IX. THE LITERARY STATESMAN
Lincoln had found at last a mode and an opportunity for concentrating all his powers in a way that could have results. He had discovered himself as a man of letters. The great speeches of 1854 were not different in a way from the previous speeches that were without results. And yet they were wholly different. Just as Lincoln’s version of an old tale made of that tale a new thing, so Lincoln’s version of an argument made of it a different thing from other men’s versions. The oratory of 1854 was not state-craft in any ordinary sense. It was art Lincoln the artist, who had slowly developed a great literary faculty, had chanced after so many rebuffs on good fortune. His cause stood in urgent need of just what he could give. It was one of those moments when a new political force, having not as yet any opening for action, finds salvation in the phrase-maker, in the literary artist who can embody it in words.

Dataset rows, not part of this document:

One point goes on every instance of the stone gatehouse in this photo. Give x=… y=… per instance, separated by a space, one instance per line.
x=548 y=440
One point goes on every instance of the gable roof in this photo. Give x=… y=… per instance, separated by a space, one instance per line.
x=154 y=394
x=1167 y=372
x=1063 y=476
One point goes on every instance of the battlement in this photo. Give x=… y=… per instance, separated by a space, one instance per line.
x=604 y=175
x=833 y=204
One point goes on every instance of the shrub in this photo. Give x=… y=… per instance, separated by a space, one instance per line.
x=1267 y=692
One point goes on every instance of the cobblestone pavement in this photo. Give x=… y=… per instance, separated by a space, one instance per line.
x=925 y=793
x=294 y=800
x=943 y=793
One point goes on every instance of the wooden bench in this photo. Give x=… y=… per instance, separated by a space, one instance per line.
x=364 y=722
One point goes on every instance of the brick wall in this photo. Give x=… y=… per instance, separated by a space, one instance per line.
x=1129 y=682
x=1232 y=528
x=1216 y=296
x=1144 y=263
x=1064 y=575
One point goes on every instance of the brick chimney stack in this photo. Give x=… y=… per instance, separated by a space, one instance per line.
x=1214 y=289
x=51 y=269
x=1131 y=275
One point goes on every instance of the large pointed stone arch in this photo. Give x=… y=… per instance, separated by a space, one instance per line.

During the next five years and more, Lincoln was the recognized offset to Douglas. His fame spread from Illinois in both directions. He was called to Iowa and to Ohio as the advocate of all advocates who could undo the effect of Douglas. His fame traveled eastward. The culmination of the period of literary leadership was his famous speech at Cooper Union in February, 1860.
It was inevitable that he should go along with the antislavery coalition which adopted the name of the Republican party. But his natural deliberation kept him from being one of its founders. An attempt of its founders to appropriate him after the triumph at Springfield, in October, 1854, met with a rebuff.(1) Nearly a year and a half went by before he affiliated himself with the new party. But once having made up his mind, he went forward wholeheartedly. At the State Convention of Illinois Republicans in 1856 he made a speech that has not been recorded but which is a tradition for moving oratory. That same year a considerable number of votes were cast for Lincoln for Vice-President in the Republican National Convention.
But all these were mere details. The great event of the years between 1854 and 1860 was his contest with Douglas. It was a battle of wits, a great literary duel. Fortunately for Lincoln, his part was played altogether on his own soil, under conditions in which he was entirely at his ease, where nothing conspired with his enemy to embarrass him.